RLM: You're saying that by investing in prisons and not education, then we are basically keeping people sick.

DJE: That's right. By keeping people ignorant, you're keeping them sick.

RLM: I know a lot of people feel pretty disempowered right now. When I think about all the work that is not being done — or being undone — in the fields of women's reproductive rights, public health, and prison reform, it's hard not to feel heavy dread, if not full-on despair. How do you see the way forward?

DJE: We've got to decide what we want. What kind of structure are we building? Do we want a bridge that does nothing to support itself, that will fall in a bad storm? I think not. We want more than that. We want to be ready to carry the heaviest loads. We need to do more than the bare minimum. The bridge has to be strong enough to weather the major storms.

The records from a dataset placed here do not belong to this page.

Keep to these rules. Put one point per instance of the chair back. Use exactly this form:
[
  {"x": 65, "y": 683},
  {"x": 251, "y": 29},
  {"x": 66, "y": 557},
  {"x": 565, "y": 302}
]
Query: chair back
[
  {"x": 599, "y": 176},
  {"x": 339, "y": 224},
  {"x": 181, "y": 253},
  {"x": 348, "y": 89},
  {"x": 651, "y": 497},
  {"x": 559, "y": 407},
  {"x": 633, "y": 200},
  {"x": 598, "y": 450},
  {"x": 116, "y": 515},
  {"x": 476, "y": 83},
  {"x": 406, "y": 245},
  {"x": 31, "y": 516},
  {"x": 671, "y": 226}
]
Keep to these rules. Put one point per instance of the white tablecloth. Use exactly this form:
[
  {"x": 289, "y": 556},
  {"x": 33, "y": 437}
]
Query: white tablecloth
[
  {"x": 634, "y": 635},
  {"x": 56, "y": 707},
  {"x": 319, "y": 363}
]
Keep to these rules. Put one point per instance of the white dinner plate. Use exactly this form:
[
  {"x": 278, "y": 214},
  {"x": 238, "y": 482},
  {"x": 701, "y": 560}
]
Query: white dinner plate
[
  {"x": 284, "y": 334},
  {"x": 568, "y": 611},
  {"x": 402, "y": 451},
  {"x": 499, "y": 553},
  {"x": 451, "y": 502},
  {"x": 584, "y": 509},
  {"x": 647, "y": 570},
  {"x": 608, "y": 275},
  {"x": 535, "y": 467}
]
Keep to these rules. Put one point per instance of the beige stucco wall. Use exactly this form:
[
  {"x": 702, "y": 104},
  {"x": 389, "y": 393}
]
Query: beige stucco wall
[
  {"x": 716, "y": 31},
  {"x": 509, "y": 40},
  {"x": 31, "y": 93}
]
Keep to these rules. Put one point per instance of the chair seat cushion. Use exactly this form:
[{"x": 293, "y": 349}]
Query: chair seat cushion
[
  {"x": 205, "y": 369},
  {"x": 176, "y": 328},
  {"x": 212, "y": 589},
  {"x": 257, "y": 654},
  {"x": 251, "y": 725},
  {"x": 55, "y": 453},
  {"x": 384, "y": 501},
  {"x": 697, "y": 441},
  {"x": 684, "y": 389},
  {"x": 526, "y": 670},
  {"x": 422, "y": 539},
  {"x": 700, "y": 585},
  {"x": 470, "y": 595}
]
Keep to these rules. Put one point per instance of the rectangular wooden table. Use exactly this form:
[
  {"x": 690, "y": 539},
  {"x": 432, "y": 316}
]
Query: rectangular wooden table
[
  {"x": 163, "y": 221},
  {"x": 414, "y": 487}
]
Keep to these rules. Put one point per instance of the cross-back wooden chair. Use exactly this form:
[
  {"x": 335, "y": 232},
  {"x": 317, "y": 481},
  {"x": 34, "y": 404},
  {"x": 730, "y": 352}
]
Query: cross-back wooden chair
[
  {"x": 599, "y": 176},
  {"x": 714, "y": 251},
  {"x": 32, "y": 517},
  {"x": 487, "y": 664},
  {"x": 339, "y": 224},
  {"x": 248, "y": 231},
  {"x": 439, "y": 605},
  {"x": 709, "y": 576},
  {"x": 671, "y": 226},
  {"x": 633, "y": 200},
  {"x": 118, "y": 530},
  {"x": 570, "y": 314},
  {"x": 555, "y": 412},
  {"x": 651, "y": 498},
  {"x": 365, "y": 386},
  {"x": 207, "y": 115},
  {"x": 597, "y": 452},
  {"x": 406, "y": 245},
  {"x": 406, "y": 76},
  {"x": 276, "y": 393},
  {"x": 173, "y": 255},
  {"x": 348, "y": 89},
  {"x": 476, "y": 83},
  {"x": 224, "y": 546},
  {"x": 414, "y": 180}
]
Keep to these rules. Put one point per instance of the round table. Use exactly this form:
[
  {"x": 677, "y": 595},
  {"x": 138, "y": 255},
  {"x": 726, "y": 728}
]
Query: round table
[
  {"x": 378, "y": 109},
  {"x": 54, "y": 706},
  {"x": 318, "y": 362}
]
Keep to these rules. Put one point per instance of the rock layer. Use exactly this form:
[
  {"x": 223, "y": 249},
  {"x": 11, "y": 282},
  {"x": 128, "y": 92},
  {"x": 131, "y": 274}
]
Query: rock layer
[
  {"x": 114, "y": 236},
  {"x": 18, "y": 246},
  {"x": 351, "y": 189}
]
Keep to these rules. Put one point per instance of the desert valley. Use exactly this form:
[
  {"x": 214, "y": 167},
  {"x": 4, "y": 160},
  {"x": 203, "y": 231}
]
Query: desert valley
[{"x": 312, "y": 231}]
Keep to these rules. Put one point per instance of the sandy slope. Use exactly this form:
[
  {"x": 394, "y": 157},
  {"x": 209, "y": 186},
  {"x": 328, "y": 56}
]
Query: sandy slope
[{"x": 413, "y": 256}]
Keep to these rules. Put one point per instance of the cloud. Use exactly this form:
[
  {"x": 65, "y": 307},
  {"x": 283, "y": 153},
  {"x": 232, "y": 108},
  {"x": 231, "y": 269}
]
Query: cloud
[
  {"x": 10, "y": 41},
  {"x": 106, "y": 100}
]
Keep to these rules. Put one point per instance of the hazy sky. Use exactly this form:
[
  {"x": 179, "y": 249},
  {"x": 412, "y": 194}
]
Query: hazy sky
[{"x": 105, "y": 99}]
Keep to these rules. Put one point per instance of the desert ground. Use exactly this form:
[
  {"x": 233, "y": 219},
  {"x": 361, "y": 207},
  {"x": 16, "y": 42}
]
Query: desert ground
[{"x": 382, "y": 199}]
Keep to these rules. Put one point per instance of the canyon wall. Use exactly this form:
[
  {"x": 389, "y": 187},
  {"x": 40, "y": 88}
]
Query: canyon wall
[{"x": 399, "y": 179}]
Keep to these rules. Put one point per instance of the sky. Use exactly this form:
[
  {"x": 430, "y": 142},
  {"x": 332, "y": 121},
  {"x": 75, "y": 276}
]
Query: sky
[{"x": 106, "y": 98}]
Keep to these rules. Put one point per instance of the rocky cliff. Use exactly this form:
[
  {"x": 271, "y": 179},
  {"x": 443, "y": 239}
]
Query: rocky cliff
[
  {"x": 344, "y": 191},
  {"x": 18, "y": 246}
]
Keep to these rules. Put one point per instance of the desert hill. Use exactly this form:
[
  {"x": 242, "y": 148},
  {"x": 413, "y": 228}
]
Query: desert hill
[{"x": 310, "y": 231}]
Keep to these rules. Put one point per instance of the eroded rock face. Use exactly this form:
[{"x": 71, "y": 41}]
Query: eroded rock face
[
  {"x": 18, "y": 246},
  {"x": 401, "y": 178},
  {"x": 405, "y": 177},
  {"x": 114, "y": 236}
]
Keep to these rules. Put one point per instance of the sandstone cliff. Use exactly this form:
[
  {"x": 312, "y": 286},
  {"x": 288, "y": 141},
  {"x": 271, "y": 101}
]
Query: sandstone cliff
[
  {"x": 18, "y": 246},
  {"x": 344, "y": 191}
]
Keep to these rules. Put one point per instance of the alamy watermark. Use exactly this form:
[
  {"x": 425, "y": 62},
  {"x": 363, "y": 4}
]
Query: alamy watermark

I think the first thing we do is educate our people. It's not a quick fix, but if we start early, when people are young, it can make a difference. If you start out behind, you stay behind. It's going to take a commitment from all of us. We can't feel that "Well, if they don't live under my roof, they don't eat at my table, they don't sleep in my bed, it's not my problem." It is your problem. It's all of our problem. We've got to accept that all of our needs are all our problem if we are going to make this a healthier society. We've got to work to make sure that all people have health care. It should be a basic human right.

I really am an optimist. We have bad days, but I really am optimistic, and I really feel that our power brokers are going to wake up and do what it takes to makes a difference.

RLM: In the meantime, we have to do what we can to wake them up. It's been an honor. Thank you, Dr. Elders.

DJE: I love talking to young people. Thank you for calling me.

This interview has been condensed and edited.